El rol de Pakistán como mediador en el conflicto de Oriente Medio
El éxito de las negociaciones ha sido atribuido al liderazgo diplomático de Pakistán, encabezado por su primer ministro y el jefe del Estado Mayor del Ejército, el mariscal de campo Asim Munir. Las delegaciones contaron además con el respaldo activo de otros actores regionales de peso como Catar, Arabia Saudita, Turquía y Egipto.
Declaración oficial: «Dejando de lado el ruido de la desinformación, podemos confirmar que se ha logrado consensuar un texto final sobre el acuerdo de paz. La paz nunca ha estado tan cerca como lo está ahora», afirmó tajantemente el primer ministro Shehbaz Sharif.
A pesar del optimismo reinante en Islamabad y de los mensajes cruzados entre el presidente estadounidense Donald Trump y el ministro de Exteriores iraní, Abbas Araghchi, la cautela persiste. Portavoces oficiales de Teherán han aclarado que, si bien el consenso sobre el texto es real, la logística final y los tiempos de la firma oficial aún se están ajustando para evitar sabotajes de sectores radicales.

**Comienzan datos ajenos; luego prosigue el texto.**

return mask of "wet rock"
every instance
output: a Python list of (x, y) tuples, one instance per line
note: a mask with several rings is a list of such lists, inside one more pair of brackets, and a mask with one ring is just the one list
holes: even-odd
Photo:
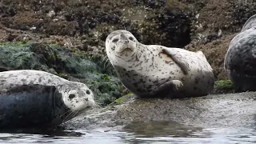
[[(167, 122), (170, 123), (166, 125), (176, 123), (177, 126), (182, 124), (183, 126), (193, 126), (194, 128), (251, 128), (255, 127), (254, 96), (254, 92), (248, 92), (183, 99), (134, 98), (121, 105), (88, 112), (74, 121), (67, 122), (65, 126), (67, 130), (101, 128), (109, 130), (130, 130), (134, 132), (139, 126), (143, 127), (144, 124), (149, 126), (151, 123), (151, 126), (157, 126), (158, 123)], [(170, 129), (168, 126), (166, 128)], [(149, 133), (146, 130), (150, 128), (144, 127), (140, 130), (142, 133)]]

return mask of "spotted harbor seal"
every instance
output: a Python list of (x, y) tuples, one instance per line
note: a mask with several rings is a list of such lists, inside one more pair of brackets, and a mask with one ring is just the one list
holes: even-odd
[(238, 90), (256, 90), (256, 15), (250, 17), (231, 40), (224, 69)]
[[(27, 123), (56, 126), (95, 105), (93, 92), (85, 84), (44, 71), (4, 71), (0, 73), (0, 122), (10, 122), (8, 118), (16, 118), (10, 117), (12, 111), (11, 115), (30, 118), (26, 118)], [(10, 109), (16, 111), (3, 110)], [(0, 126), (6, 126), (5, 123)]]
[(118, 30), (106, 39), (110, 63), (123, 85), (138, 97), (192, 97), (213, 90), (213, 69), (202, 51), (144, 45)]

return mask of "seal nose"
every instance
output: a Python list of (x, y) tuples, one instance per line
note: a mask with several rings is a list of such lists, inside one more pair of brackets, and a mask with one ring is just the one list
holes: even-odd
[(128, 38), (126, 38), (126, 36), (123, 33), (121, 33), (120, 39), (128, 41)]

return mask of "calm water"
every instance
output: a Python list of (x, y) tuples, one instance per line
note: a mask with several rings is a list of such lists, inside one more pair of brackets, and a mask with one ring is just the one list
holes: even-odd
[[(148, 127), (154, 127), (151, 124)], [(162, 126), (164, 127), (164, 126)], [(168, 126), (167, 126), (168, 127)], [(157, 129), (126, 128), (120, 131), (48, 131), (43, 134), (1, 133), (0, 143), (253, 143), (256, 131), (249, 128)], [(147, 131), (149, 130), (149, 131)]]

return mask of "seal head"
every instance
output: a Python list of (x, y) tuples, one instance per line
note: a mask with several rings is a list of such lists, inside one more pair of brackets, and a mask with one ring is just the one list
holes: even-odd
[(122, 84), (138, 97), (200, 96), (214, 86), (202, 52), (144, 45), (123, 30), (108, 35), (106, 50)]
[(70, 82), (69, 85), (60, 85), (66, 106), (73, 111), (94, 107), (95, 105), (93, 92), (83, 83)]
[(107, 55), (110, 59), (118, 58), (127, 60), (136, 53), (137, 42), (136, 38), (129, 31), (114, 31), (106, 39)]
[(84, 83), (68, 81), (45, 71), (10, 70), (0, 73), (0, 94), (26, 85), (54, 86), (70, 111), (81, 111), (95, 105), (94, 94)]

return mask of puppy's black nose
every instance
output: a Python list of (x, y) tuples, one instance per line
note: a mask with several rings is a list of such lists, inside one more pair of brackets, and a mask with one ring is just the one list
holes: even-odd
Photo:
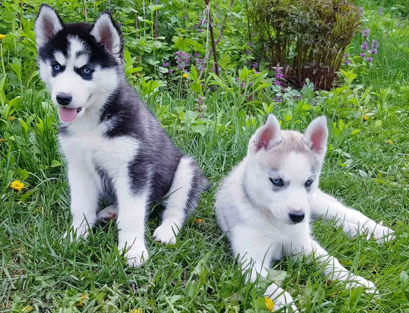
[(289, 213), (290, 219), (294, 223), (299, 223), (304, 219), (305, 214), (301, 213)]
[(73, 97), (66, 94), (61, 94), (57, 95), (57, 102), (61, 105), (68, 105), (70, 104)]

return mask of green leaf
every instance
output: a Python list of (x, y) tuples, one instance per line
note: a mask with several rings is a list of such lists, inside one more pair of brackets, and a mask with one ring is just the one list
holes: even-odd
[(276, 271), (271, 269), (266, 269), (266, 270), (270, 276), (270, 279), (277, 285), (280, 286), (287, 275), (287, 272), (285, 271)]
[(344, 121), (342, 120), (342, 119), (340, 119), (338, 122), (338, 127), (341, 130), (344, 129)]
[(204, 124), (193, 123), (191, 127), (193, 132), (199, 133), (203, 137), (206, 135), (206, 126)]
[(186, 123), (194, 122), (197, 117), (199, 116), (199, 112), (191, 110), (186, 111), (184, 114), (185, 121)]
[(151, 11), (156, 11), (156, 10), (159, 10), (161, 8), (163, 8), (163, 5), (154, 5), (153, 4), (151, 3), (148, 6), (148, 8), (149, 8)]
[(51, 162), (51, 165), (50, 166), (50, 167), (57, 167), (61, 165), (61, 163), (59, 161), (57, 161), (56, 160), (53, 160)]

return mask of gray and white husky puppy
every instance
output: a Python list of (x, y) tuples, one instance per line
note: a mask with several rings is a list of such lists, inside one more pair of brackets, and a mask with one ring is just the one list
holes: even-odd
[[(350, 236), (365, 233), (379, 241), (393, 238), (392, 230), (318, 188), (327, 137), (324, 116), (314, 120), (303, 135), (281, 130), (276, 117), (269, 115), (250, 139), (246, 156), (221, 183), (216, 197), (217, 220), (251, 281), (258, 274), (265, 277), (265, 267), (273, 259), (312, 254), (330, 279), (376, 292), (372, 282), (350, 273), (311, 235), (311, 217), (323, 216), (335, 219)], [(291, 295), (276, 284), (265, 295), (275, 300), (276, 309), (286, 304), (297, 309)]]
[[(153, 237), (175, 242), (208, 181), (127, 84), (123, 37), (109, 13), (92, 25), (64, 24), (42, 5), (35, 28), (41, 77), (61, 120), (74, 233), (86, 237), (99, 217), (116, 217), (119, 249), (126, 251), (130, 265), (139, 265), (148, 256), (149, 204), (166, 198)], [(105, 198), (113, 206), (97, 215)]]

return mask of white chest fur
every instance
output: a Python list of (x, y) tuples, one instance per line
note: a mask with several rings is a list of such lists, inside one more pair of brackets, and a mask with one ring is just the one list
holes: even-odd
[(106, 129), (106, 125), (103, 124), (93, 129), (76, 127), (70, 129), (69, 133), (60, 136), (60, 143), (69, 166), (92, 171), (96, 167), (100, 168), (111, 178), (125, 173), (137, 152), (139, 143), (127, 136), (110, 138), (104, 135)]

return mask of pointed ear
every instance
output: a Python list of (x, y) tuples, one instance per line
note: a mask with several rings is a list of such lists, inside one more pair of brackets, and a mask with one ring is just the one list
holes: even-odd
[(115, 57), (122, 59), (124, 50), (122, 32), (109, 13), (103, 13), (98, 16), (90, 34)]
[(263, 126), (256, 131), (248, 143), (248, 153), (255, 154), (261, 150), (268, 150), (281, 142), (281, 128), (278, 120), (269, 114)]
[(54, 9), (42, 4), (34, 26), (37, 50), (55, 37), (62, 29), (62, 20)]
[(320, 116), (312, 121), (307, 127), (303, 140), (314, 152), (323, 157), (327, 151), (327, 118)]

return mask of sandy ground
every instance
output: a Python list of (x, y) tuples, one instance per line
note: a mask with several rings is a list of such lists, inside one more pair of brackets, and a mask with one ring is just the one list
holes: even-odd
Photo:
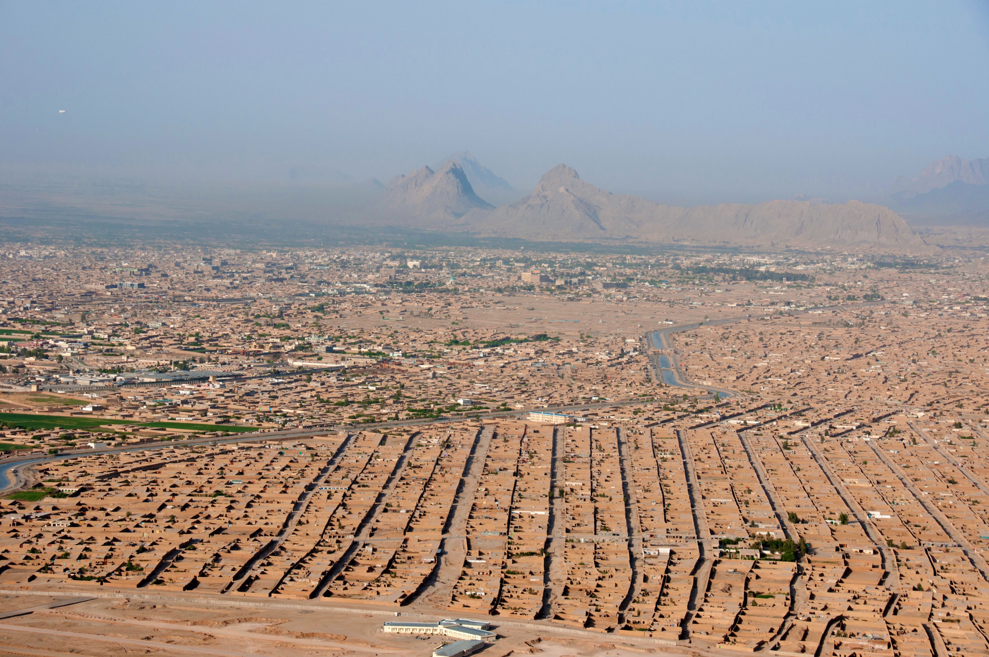
[[(54, 598), (0, 597), (0, 611), (37, 608)], [(276, 609), (205, 603), (98, 598), (52, 610), (0, 619), (0, 654), (44, 655), (298, 655), (312, 657), (429, 657), (444, 642), (384, 634), (387, 615), (341, 613), (318, 609)], [(547, 631), (498, 626), (499, 639), (480, 653), (544, 657), (597, 657), (696, 653), (651, 647), (622, 636), (569, 638)]]

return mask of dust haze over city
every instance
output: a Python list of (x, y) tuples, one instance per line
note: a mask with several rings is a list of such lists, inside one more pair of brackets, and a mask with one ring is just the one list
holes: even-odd
[(984, 2), (0, 2), (0, 653), (989, 655)]

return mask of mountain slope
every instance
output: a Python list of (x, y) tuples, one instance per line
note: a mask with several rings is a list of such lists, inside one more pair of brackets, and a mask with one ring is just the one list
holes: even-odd
[(889, 193), (893, 197), (907, 199), (935, 189), (944, 189), (953, 182), (968, 185), (989, 183), (989, 157), (981, 159), (962, 159), (957, 155), (943, 157), (928, 164), (919, 176), (913, 178), (900, 176), (893, 182)]
[(450, 153), (439, 162), (433, 165), (433, 169), (441, 169), (447, 162), (457, 162), (467, 174), (467, 179), (474, 188), (474, 193), (493, 203), (501, 205), (518, 200), (520, 194), (508, 184), (508, 181), (498, 176), (487, 166), (478, 161), (478, 158), (466, 150)]
[(423, 227), (458, 220), (471, 210), (493, 209), (474, 193), (464, 169), (452, 161), (438, 171), (423, 166), (396, 176), (385, 188), (381, 205), (385, 211), (419, 220)]
[(769, 201), (679, 208), (612, 194), (560, 164), (525, 199), (465, 218), (483, 233), (537, 239), (621, 238), (715, 243), (876, 244), (926, 248), (896, 213), (851, 201)]

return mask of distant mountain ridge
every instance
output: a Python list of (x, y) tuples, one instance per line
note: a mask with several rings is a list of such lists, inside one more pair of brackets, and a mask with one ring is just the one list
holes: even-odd
[(439, 170), (447, 162), (457, 162), (474, 189), (474, 193), (493, 205), (502, 205), (518, 200), (519, 194), (508, 184), (508, 181), (497, 175), (478, 161), (478, 158), (466, 150), (450, 153), (433, 164), (434, 170)]
[(547, 171), (525, 199), (494, 211), (471, 211), (464, 220), (481, 234), (535, 239), (928, 248), (902, 218), (879, 205), (815, 200), (666, 206), (599, 189), (565, 164)]
[(962, 159), (957, 155), (948, 155), (931, 162), (919, 176), (906, 178), (900, 176), (890, 188), (890, 195), (901, 199), (918, 194), (927, 194), (935, 189), (944, 189), (953, 182), (967, 185), (985, 185), (989, 183), (989, 157), (980, 159)]
[(919, 176), (897, 178), (889, 204), (918, 225), (986, 226), (989, 157), (948, 155), (931, 162)]
[(474, 193), (460, 164), (448, 161), (438, 171), (428, 166), (398, 175), (385, 187), (383, 208), (408, 213), (427, 222), (457, 220), (472, 210), (494, 206)]

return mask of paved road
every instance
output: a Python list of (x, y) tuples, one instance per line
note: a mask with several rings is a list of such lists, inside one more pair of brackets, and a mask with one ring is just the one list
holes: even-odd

Próximos pasos: El periodo de negociaciones técnicas de 60 días
Una vez que se estampe la firma digital en el documento, se abrirá de manera inmediata un periodo de transición de 60 días. Durante este lapso, equipos técnicos de Washington y Teherán se sentarán a negociar la letra menuda del tratado, especialmente los cronogramas exactos para la verificación internacional del programa nuclear y el ritmo del desmantelamiento de las sanciones económicas.
Por su parte, el gobierno de Israel, a través del primer ministro Benjamin Netanyahu, ha enfatizado que su país no forma parte activa de este acuerdo bilateral, reservándose el derecho de responder militarmente ante cualquier amenaza directa a su seguridad nacional.
¿Crees que este acuerdo mediado por Pakistán logrará poner un fin definitivo a las tensiones nucleares y militares en el Golfo Pérsico, o se convertirá en un pacto frágil a corto plazo?